Charlotta goss die Gläser voll und setzte sich Rob gegenüber. Erwartungsvoll sah sie ihn an, gespannt, was sie jetzt erfahren würde.

»Entschuldige, du hast neulich gesagt, du hättest auch Saft. Bist du so nett …«

»Klar!« Charlotta sprang auf, um das Gewünschte zu holen. Sie goss ihm einen Schuss in sein Glas, nach kurzem Zögern tat sie bei ihrem das Gleiche. Nervös nahm sie einen großen Schluck – und verzog das Gesicht. Irritiert nahm sie die Saftflasche in die Hand. »Ich weiß nicht, ob der schlecht ist, aber der schmeckt irgendwie komisch. Probier du mal vorsichtig.« Sie nahm noch einen weiteren kleinen Schluck und verzog erneut das Gesicht. Dann stellte die das Glas auf den Tisch. »Apropos komisch. Was ist hier eigentlich los, Rob? Du verhältsss dich ganz komsch … kommsch … na ja und jetz kucks du auch … Rob, was is los???« Panik und Verstehen traten in Charlottas Augen. Sie verlor die Kontrolle über ihre Zunge, das Wohnzimmer verschwamm … »Nein, nein, neiiin!«

Die Matratze war hart. Es war hell im Raum. Sie lag nicht in ihrem Bett und auch nicht in ihrem Schlafzimmer.

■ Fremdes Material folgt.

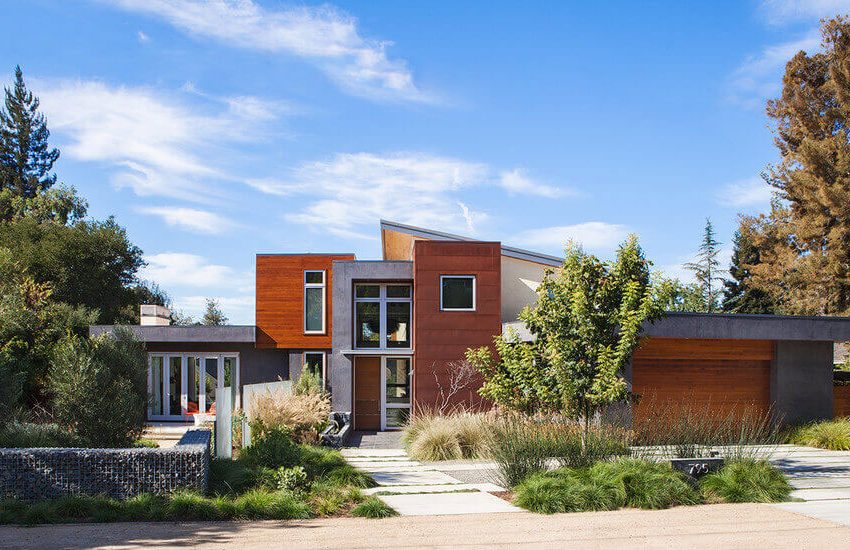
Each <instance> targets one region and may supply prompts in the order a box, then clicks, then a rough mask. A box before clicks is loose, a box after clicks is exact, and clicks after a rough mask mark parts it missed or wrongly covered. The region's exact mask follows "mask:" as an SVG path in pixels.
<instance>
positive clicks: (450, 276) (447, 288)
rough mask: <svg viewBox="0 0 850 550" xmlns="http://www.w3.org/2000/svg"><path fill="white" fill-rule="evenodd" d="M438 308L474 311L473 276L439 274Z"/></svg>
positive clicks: (474, 278) (443, 309) (473, 281)
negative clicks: (438, 292)
mask: <svg viewBox="0 0 850 550" xmlns="http://www.w3.org/2000/svg"><path fill="white" fill-rule="evenodd" d="M440 309H441V310H443V311H475V276H474V275H441V276H440Z"/></svg>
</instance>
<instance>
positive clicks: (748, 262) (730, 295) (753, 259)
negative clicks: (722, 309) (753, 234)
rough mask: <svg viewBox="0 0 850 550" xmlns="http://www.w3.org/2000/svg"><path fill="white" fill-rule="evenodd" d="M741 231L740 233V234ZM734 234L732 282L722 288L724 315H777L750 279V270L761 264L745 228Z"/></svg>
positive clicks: (770, 304)
mask: <svg viewBox="0 0 850 550" xmlns="http://www.w3.org/2000/svg"><path fill="white" fill-rule="evenodd" d="M742 229H743V231H742ZM742 229H739V230H738V231H736V232H735V236H734V238H733V243H734V245H735V248H734V249H733V251H732V263H731V265H730V267H729V274H730V275H731V276H732V278H731V279H727V280H726V281H725V282H724V283H723V284H724V285H725V287H726V288H725V289H724V291H723V311H724V312H726V313H776V307H775V305H774V304H773V300H771V299H770V296H768V295H767V293H765V292H764V291H763V290H760V289H758V288H754V287H753V286H752V284H751V281H750V279H751V278H752V274H751V273H750V266H753V265H757V264H758V263H760V262H761V254H760V252H759V249H758V247H756V246H755V244H754V243H753V241H752V237H751V236H750V233H749V232H748V231H747V230H746V227H742Z"/></svg>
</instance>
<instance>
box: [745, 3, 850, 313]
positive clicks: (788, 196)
mask: <svg viewBox="0 0 850 550" xmlns="http://www.w3.org/2000/svg"><path fill="white" fill-rule="evenodd" d="M821 34H822V37H823V51H822V52H820V53H816V54H813V55H808V54H806V53H805V52H802V51H801V52H799V53H797V55H795V56H794V57H793V58H792V59H791V60H790V61H789V62H788V64H787V66H786V68H785V75H784V77H783V86H782V93H781V96H780V97H779V98H777V99H775V100H771V101H770V102H768V105H767V114H768V116H769V117H770V118H772V119H773V121H774V122H775V127H774V133H775V140H774V142H775V143H776V146H777V147H778V148H779V153H780V155H781V161H780V162H779V164H778V165H776V166H773V167H770V169H769V172H768V174H767V176H766V179H767V182H768V184H769V185H771V186H772V187H773V188H774V189H775V198H774V200H773V201H772V204H771V209H770V212H769V213H768V214H766V215H760V216H757V217H746V218H744V219H743V220H742V228H744V229H746V230H747V231H750V232H751V234H752V236H753V244H754V246H755V247H756V248H757V249H758V251H759V262H758V263H756V264H752V265H747V269H748V270H749V272H750V275H751V279H750V283H751V285H752V286H753V287H754V288H758V289H760V290H762V291H763V292H765V293H766V294H767V295H769V296H770V297H771V298H772V300H773V301H774V303H775V304H776V305H777V306H778V307H779V308H781V310H782V311H783V312H786V313H791V314H821V315H823V314H827V315H848V314H850V20H848V19H847V18H845V17H836V18H834V19H830V20H825V21H824V22H823V23H822V26H821Z"/></svg>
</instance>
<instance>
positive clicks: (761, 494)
mask: <svg viewBox="0 0 850 550" xmlns="http://www.w3.org/2000/svg"><path fill="white" fill-rule="evenodd" d="M700 488H701V489H702V493H703V495H704V496H705V498H706V499H708V500H710V501H722V502H781V501H783V500H786V499H787V498H788V495H789V494H791V485H790V484H789V483H788V480H787V479H786V478H785V474H783V473H782V472H781V471H780V470H779V469H778V468H776V467H775V466H773V465H771V464H770V463H769V462H767V461H766V460H735V461H732V462H729V463H727V464H726V465H725V466H724V467H723V468H722V469H721V470H720V471H719V472H715V473H713V474H709V475H707V476H705V477H704V478H702V479H701V480H700Z"/></svg>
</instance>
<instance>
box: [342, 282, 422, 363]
mask: <svg viewBox="0 0 850 550" xmlns="http://www.w3.org/2000/svg"><path fill="white" fill-rule="evenodd" d="M412 299H413V294H412V289H411V286H410V285H407V284H383V285H381V284H359V285H357V286H356V287H355V289H354V310H355V312H354V324H355V330H356V335H355V346H356V347H358V348H376V349H409V348H410V344H411V334H412V330H411V328H412V327H411V319H412V316H411V308H412Z"/></svg>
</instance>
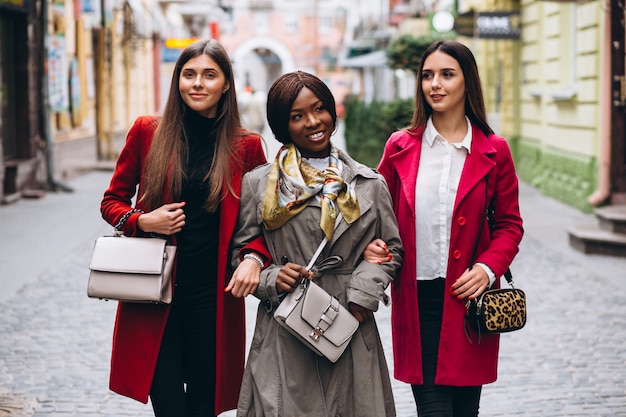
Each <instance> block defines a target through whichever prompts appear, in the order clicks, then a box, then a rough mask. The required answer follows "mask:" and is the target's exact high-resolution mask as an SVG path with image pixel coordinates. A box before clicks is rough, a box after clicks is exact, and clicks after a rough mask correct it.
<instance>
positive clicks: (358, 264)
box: [347, 177, 403, 311]
mask: <svg viewBox="0 0 626 417" xmlns="http://www.w3.org/2000/svg"><path fill="white" fill-rule="evenodd" d="M362 186H366V187H370V188H371V190H369V192H368V195H371V196H374V198H375V199H376V200H375V204H373V205H372V207H371V208H370V210H376V212H377V213H376V214H375V216H373V217H374V218H375V219H376V221H377V233H376V238H380V239H382V240H384V241H385V242H386V244H387V248H388V249H389V252H391V261H388V262H383V263H382V264H381V265H377V264H374V263H371V262H368V261H366V260H364V259H361V261H360V262H359V264H358V265H357V267H356V269H355V270H354V272H353V273H352V278H351V280H350V285H349V287H348V294H347V296H348V302H351V303H355V304H358V305H360V306H361V307H364V308H367V309H368V310H371V311H377V310H378V302H379V301H382V302H383V303H384V304H385V305H388V304H389V300H388V296H387V294H386V293H385V290H386V289H387V287H388V286H389V283H390V282H391V281H392V280H393V278H394V277H395V275H396V272H397V271H398V270H399V269H400V265H401V263H402V256H403V251H402V243H401V241H400V235H399V231H398V223H397V221H396V216H395V215H394V213H393V209H392V205H391V196H390V195H389V190H388V189H387V185H386V183H385V180H384V179H383V178H382V177H379V178H377V179H374V180H367V181H365V182H363V185H362ZM357 192H358V190H357Z"/></svg>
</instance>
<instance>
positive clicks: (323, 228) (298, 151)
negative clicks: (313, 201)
mask: <svg viewBox="0 0 626 417" xmlns="http://www.w3.org/2000/svg"><path fill="white" fill-rule="evenodd" d="M338 163H339V151H338V150H337V148H335V147H334V146H332V148H331V152H330V158H329V164H328V167H327V168H325V169H324V170H323V171H320V170H318V169H315V168H313V167H312V166H311V165H309V164H307V163H306V162H302V157H301V156H300V152H299V151H298V149H297V148H296V147H295V145H294V144H293V143H290V144H288V145H285V146H283V147H282V148H280V150H279V151H278V154H277V155H276V159H275V160H274V163H273V166H272V170H271V171H270V176H269V179H268V182H267V189H266V190H265V199H264V200H263V214H262V216H263V223H264V224H265V227H266V228H267V229H268V230H274V229H278V228H279V227H281V226H282V225H283V224H285V223H286V222H287V221H288V220H289V219H291V218H292V217H294V216H295V215H296V214H298V213H300V212H301V211H302V210H304V208H305V207H306V205H307V203H308V201H309V199H310V198H312V197H315V196H316V195H317V194H319V193H321V200H320V204H321V208H322V210H321V215H322V218H321V220H320V226H321V227H322V230H323V231H324V234H325V235H326V238H328V240H330V239H331V238H332V236H333V232H334V230H335V219H336V218H337V214H338V211H337V208H338V209H339V211H340V212H341V214H342V216H343V218H344V219H346V222H348V224H350V223H352V222H354V221H355V220H356V219H358V218H359V216H360V215H361V213H360V211H359V202H358V201H357V197H356V192H355V190H354V187H352V186H351V185H350V184H346V183H344V181H343V178H341V175H340V172H339V169H338Z"/></svg>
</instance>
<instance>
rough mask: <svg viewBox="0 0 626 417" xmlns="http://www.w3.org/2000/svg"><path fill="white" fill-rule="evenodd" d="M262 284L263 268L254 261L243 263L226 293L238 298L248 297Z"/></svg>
mask: <svg viewBox="0 0 626 417" xmlns="http://www.w3.org/2000/svg"><path fill="white" fill-rule="evenodd" d="M259 282H261V267H260V266H259V264H257V263H256V262H255V261H253V260H252V259H244V260H242V261H241V263H240V264H239V266H238V267H237V269H235V272H234V273H233V276H232V277H231V279H230V282H229V283H228V286H227V287H226V288H224V292H229V291H230V293H231V294H232V295H233V296H235V297H237V298H240V297H247V296H248V295H250V294H253V293H254V292H255V291H256V289H257V288H258V286H259Z"/></svg>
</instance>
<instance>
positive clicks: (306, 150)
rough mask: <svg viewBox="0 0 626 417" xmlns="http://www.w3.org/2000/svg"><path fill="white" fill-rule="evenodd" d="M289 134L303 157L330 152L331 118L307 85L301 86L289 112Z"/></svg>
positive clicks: (329, 115) (321, 157) (312, 157)
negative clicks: (295, 98)
mask: <svg viewBox="0 0 626 417" xmlns="http://www.w3.org/2000/svg"><path fill="white" fill-rule="evenodd" d="M288 129H289V136H290V137H291V139H292V140H293V143H294V144H295V145H296V146H297V147H298V149H299V150H300V153H301V154H302V156H304V157H305V158H323V157H326V156H328V155H329V154H330V136H331V134H332V132H333V130H334V124H333V118H332V116H331V114H330V112H329V111H328V110H327V109H326V108H325V107H324V105H323V104H322V101H321V100H320V99H319V98H318V97H317V96H316V95H315V94H313V92H312V91H311V90H309V89H308V88H307V87H304V88H302V90H300V93H299V94H298V96H297V97H296V99H295V101H294V102H293V105H292V106H291V111H290V113H289V126H288Z"/></svg>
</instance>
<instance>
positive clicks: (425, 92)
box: [421, 51, 465, 114]
mask: <svg viewBox="0 0 626 417" xmlns="http://www.w3.org/2000/svg"><path fill="white" fill-rule="evenodd" d="M421 80H422V92H423V94H424V98H425V100H426V102H427V103H428V105H429V106H430V107H431V108H432V111H433V113H437V112H440V113H458V112H462V113H463V114H464V113H465V77H464V76H463V71H462V70H461V67H460V66H459V63H458V62H457V60H456V59H454V58H452V57H451V56H450V55H448V54H446V53H444V52H441V51H435V52H433V53H432V54H430V55H429V56H428V58H426V60H425V61H424V66H423V68H422V73H421Z"/></svg>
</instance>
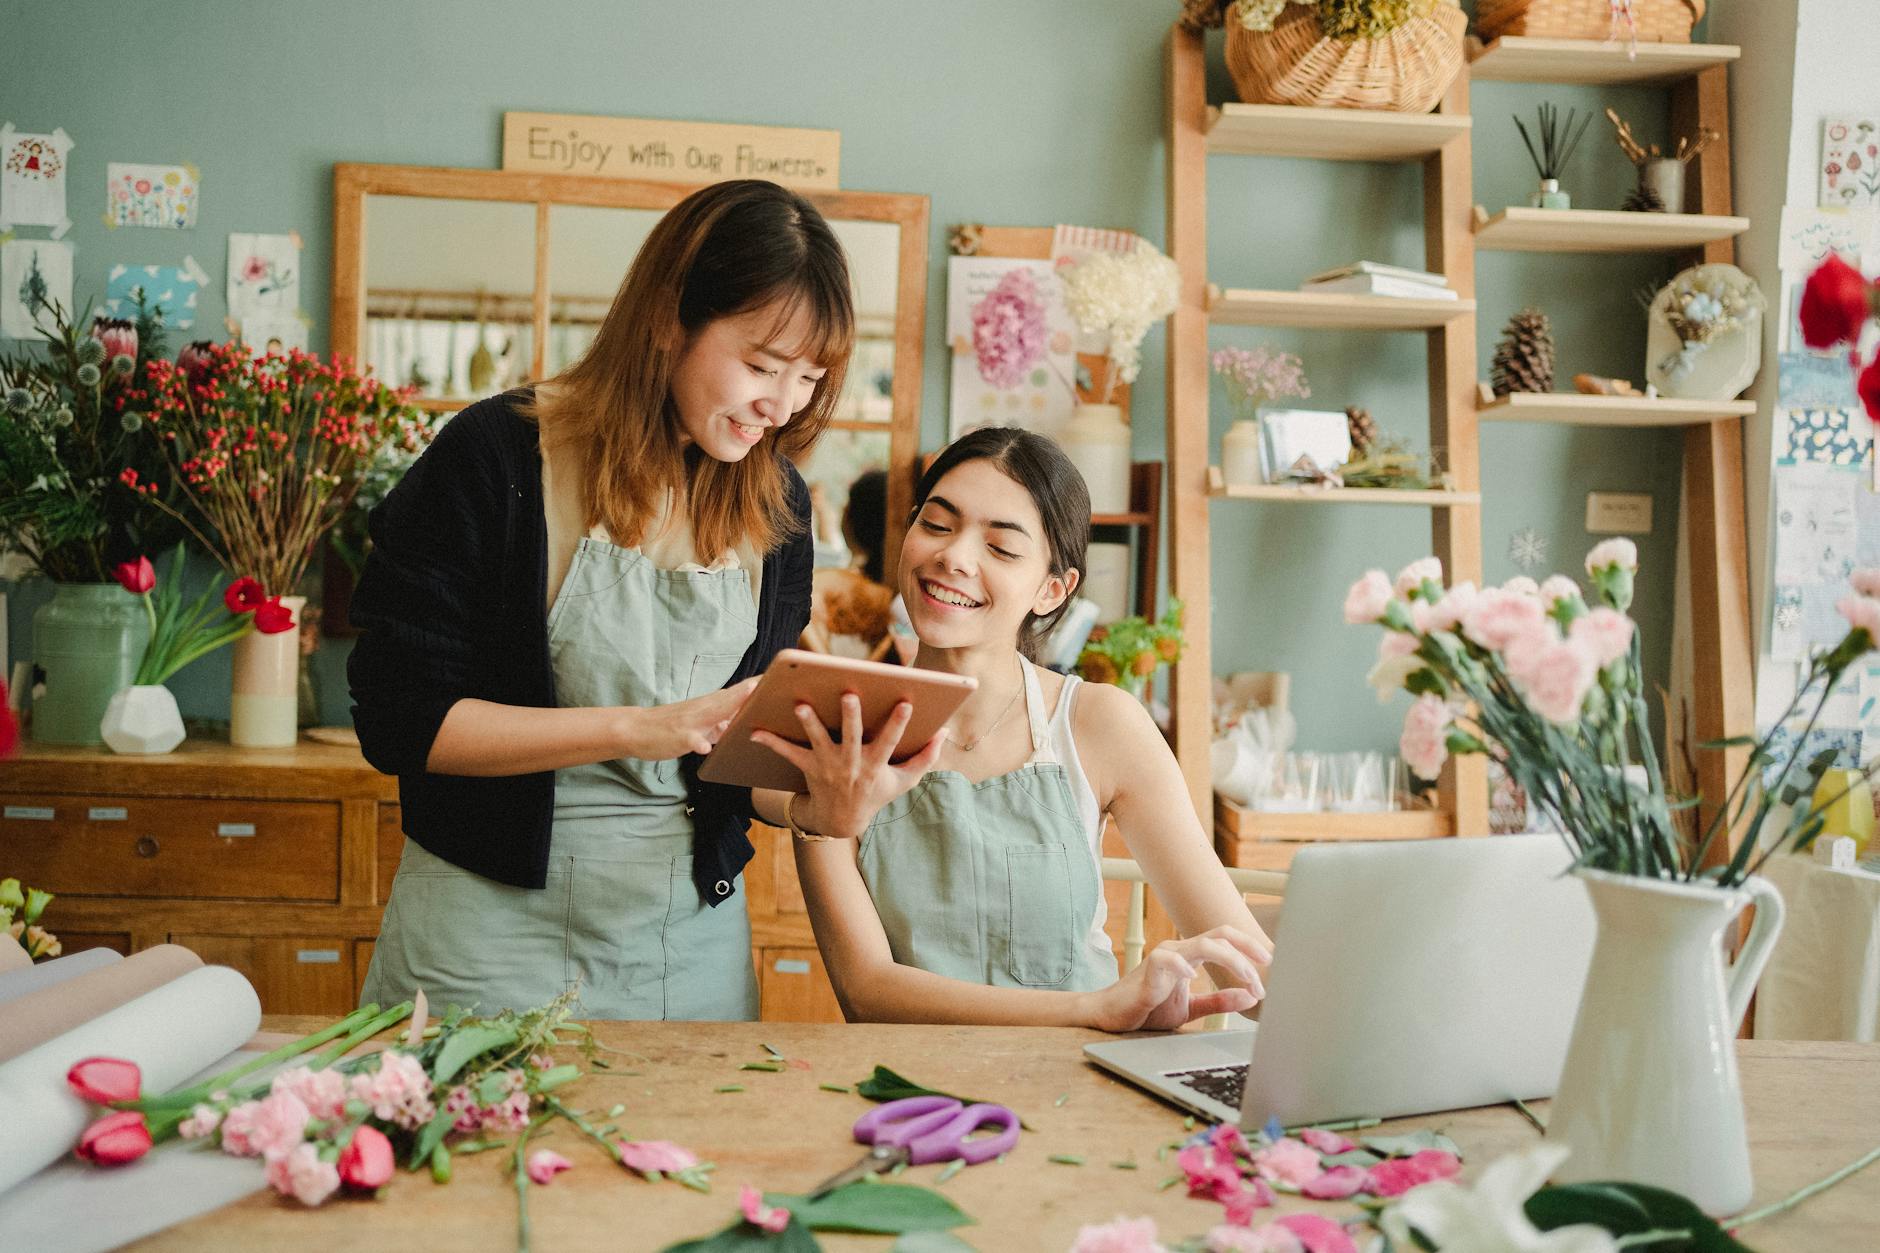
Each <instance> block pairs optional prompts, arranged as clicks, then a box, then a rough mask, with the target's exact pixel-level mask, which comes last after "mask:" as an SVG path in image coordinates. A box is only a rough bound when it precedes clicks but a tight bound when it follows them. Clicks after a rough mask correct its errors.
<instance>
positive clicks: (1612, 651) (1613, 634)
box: [1566, 606, 1632, 670]
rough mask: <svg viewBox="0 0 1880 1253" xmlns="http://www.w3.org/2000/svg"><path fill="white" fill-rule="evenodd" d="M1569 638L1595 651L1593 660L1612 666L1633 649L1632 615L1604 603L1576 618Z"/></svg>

Der alte Mann mit dem faltigen Gesicht kam durch den Raum auf sie zu. Er sprach kein Wort, sondern sah sie nur freundlich an, legte eine Hand auf ihre Stirn und fühlte mit dem Fingerrücken ihre Wange.

Sie schien krank zu sein? Aber wie ein Krankenhauszimmer sah das hier auch nicht aus.

»Schlaf noch ein bisschen«, hörte sie seine ruhige Stimme, und sie tat, was er sagte. Ein seltsamer Traum.